MSUD (Maple Syrup Urine Disease) is a hereditary disorder that mostly occurs in new born babies. In this disease the baby is unable to use parts of protein found in food and milk. The urine of the baby or person affected by this disorder has the smell of maple syrup so the name of this disease is MSUD (Maple Syrup Urine Disease). If the disease is not treated properly with a lifelong restrictive diet, it can kill newborn babies within months. It occurs in about 1 in 235,000 Michigan newborns.
Causes of MSUD:
MSUD is a genetic disorder that is caused by the gene defect. Those parents who carry a genetic trait causing MSUD, their child has a 1 in 4 chance for this disease MSUD. In this disease, the person can not break down the branched-chain amino acids leucine, isoleucine, and valine that lead in to increase of this chemical in the blood. MSUD can cause mental retardation during times of physical stress such as infection, fever, or not eating for a long time in the most severe form.
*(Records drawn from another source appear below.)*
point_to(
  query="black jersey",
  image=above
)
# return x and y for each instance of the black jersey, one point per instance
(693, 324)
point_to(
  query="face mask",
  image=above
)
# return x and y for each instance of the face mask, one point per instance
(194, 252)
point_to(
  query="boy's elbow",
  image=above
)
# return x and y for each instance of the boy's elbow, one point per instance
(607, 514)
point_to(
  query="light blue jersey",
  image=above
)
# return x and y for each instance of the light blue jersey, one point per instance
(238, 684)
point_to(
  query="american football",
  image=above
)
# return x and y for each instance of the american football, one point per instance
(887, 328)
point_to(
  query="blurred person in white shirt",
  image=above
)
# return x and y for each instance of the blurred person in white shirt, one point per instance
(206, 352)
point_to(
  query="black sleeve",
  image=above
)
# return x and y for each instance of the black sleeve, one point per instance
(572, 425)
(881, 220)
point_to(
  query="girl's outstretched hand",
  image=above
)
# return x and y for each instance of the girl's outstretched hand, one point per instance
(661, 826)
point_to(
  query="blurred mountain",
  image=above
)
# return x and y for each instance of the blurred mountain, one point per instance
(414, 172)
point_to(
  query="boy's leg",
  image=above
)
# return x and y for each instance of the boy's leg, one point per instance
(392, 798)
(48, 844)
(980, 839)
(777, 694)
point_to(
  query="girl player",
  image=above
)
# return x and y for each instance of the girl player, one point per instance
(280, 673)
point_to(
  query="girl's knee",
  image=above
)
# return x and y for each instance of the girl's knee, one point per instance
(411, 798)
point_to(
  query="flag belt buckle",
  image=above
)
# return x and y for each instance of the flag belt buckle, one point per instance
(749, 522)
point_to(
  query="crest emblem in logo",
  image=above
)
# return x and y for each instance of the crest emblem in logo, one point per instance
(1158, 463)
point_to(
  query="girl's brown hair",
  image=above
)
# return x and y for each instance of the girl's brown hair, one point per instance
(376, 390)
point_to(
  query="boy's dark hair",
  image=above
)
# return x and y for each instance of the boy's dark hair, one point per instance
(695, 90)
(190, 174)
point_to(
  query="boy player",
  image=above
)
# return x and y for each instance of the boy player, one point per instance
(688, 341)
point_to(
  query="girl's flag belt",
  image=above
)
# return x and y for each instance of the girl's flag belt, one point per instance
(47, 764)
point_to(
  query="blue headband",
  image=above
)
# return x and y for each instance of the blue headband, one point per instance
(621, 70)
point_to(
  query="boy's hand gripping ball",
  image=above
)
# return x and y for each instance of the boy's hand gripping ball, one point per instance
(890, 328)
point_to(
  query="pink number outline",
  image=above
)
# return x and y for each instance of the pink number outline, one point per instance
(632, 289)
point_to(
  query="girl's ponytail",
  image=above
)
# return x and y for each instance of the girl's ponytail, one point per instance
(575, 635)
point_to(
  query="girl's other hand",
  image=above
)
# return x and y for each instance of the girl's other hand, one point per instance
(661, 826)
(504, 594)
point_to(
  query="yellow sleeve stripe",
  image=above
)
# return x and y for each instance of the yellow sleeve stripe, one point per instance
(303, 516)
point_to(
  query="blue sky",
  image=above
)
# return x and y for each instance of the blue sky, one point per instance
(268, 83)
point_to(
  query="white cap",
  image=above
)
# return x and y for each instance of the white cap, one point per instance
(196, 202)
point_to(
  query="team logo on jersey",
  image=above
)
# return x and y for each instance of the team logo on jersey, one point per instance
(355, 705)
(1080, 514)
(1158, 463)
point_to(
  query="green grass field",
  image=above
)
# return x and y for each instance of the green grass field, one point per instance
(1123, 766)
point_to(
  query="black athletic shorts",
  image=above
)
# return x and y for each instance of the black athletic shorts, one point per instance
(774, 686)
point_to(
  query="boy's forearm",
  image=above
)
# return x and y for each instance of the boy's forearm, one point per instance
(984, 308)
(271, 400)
Symptoms of Maple Syrup Urine Disease
- Avoiding food
- Feeding difficulties
- Increasing lethargy
- Poor weight gain
- Neurological damage
- Difficulties with waking the infant up
- Urine that smells like maple syrup
- Changes in muscle tone, muscle spasms, and seizures
Maple Syrup Urine Disease Diet:
Treatment of the Maple Syrup Urine Disease entails the utilization of foods that are free of proteins means a diet restricting protein should be continued through life. The long-term treatment of MSUD requires a special diet that includes man-made infant formula containing low-levels of amino acids such as isoleucine, leucine, and valine. Persons with this condition must remain on this diet lastingly. It is vital to follow this diet always to prevent neurological damage. This requires close supervision and repeated blood tests by a registered dietitian and physician, as well as support by the parents.
Fluids, sugars, and possibly fats are given through a vein (Intra venous administration). Peritoneal dialysis or hemodialysis can be used to reduce the level of amino acids in the affected person. When amino acid levels are normal, a special diet free of branched-chain amino acids is started. If the disease is not treated, it may be life-threatening. Even if people with this disorder follow dietary treatment, sometimes situations are stressful, or illness, may still cause high levels of certain amino acids in them. This may lead to the death of an individual. Children with MSUD have grown into healthy adulthood by following strict dietary treatment.